Ideally I would like somewhere that offers part livery services, or morning attention/turnout at extra cost as I work full time. (DIY would be considered dependent on location)
School and (some) winter turnout is a must.
If you can offer what I am looking for, or know of anybody that can, please do not hesitate to get in touch. Many Thanks in advance.


----------



## lizbet (13 February 2014)

Tash1968 said:



			Hi all,
I am looking for a livery yard within 5 miles of Shevington for my two quiet geldings, one 14h and one 16h.
Ideally I would like somewhere that offers part livery services, or morning attention/turnout at extra cost as I work full time. (DIY would be considered dependent on location)
School and (some) winter turnout is a must.
If you can offer what I am looking for, or know of anybody that can, please do not hesitate to get in touch. Many Thanks in advance.
		
Click to expand...

There is church farm mawdsley can see on there web site ,and if you go down mossy lea rd turn left into church lane till you come to a white house on the bend turn right there and go down the dirt track,they own two large farms one there and one in standish they will give you directions to the one in standish.There is one called charity farm DoNot go on there..Good luck


----------



## BlackRider (15 February 2014)

There's a yard off miles lane (they have a sign at the end of their drive saying haylage for sale) think that has all year turnout.  Although I've never been there so I don't know if its DIY or part livery etc.

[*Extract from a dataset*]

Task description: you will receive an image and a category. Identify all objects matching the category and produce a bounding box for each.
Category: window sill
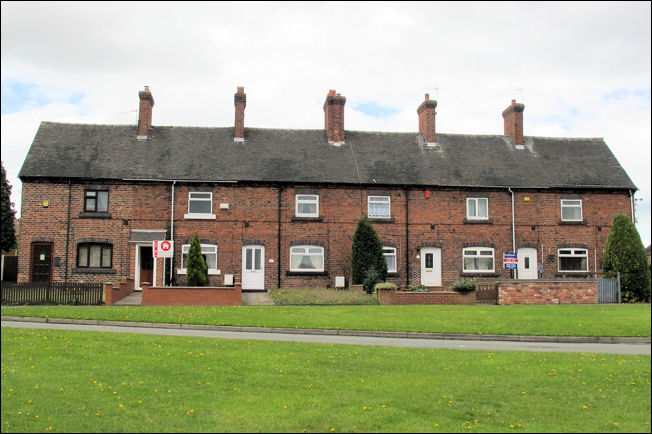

There's also a new yard opening on pepper lane soon too.


----------



## WombatStew (17 February 2014)

Apache Warlord said:



			There's a yard off miles lane (they have a sign at the end of their drive saying haylage for sale) think that has all year turnout.  Although I've never been there so I don't know if its DIY or part livery etc.
		
Click to expand...

Is that the one by the Plough and Harrow? If so I think it's called Calico and I don't think they do all year turn out but I've not been on there so I might be wrong!


----------



## lizbet (17 February 2014)

The one by plough arrow is calico.The one in miles lane shevington is a different one does all yr turnout.


----------



## WombatStew (18 February 2014)

Ooh where about is the one on miles lane and does anyone know what it's called? I'm not looking now but it's the area I'm planning to move to.


----------



## lizbet (18 February 2014)

Apache Warlord said:



			There's a yard off miles lane (they have a sign at the end of their drive saying haylage for sale) think that has all year turnout.  Although I've never been there so I don't know if its DIY or part livery etc.

There's also a new yard opening on pepper lane soon too.
		
Click to expand...

hope this helps dont know name


----------



## BlackRider (19 February 2014)

The new yard on Pepper Lane is Thompson House Equestrian, they have a FB page.


----------



## BlackRider (19 February 2014)

lizbet said:



			The one by plough arrow is calico.The one in miles lane shevington is a different one does all yr turnout.
		
Click to expand...

Yes - different yards


----------



## mandy4727 (22 February 2014)

I am on High Brook Barn in Standish. 
Fantastic sand school
2 x turnout area whilst you muck out in winter
24/7 summer turnout
2/3 days winter turnout
Lockable tack lockers
Lots of grazing land
Trailer storage.


----------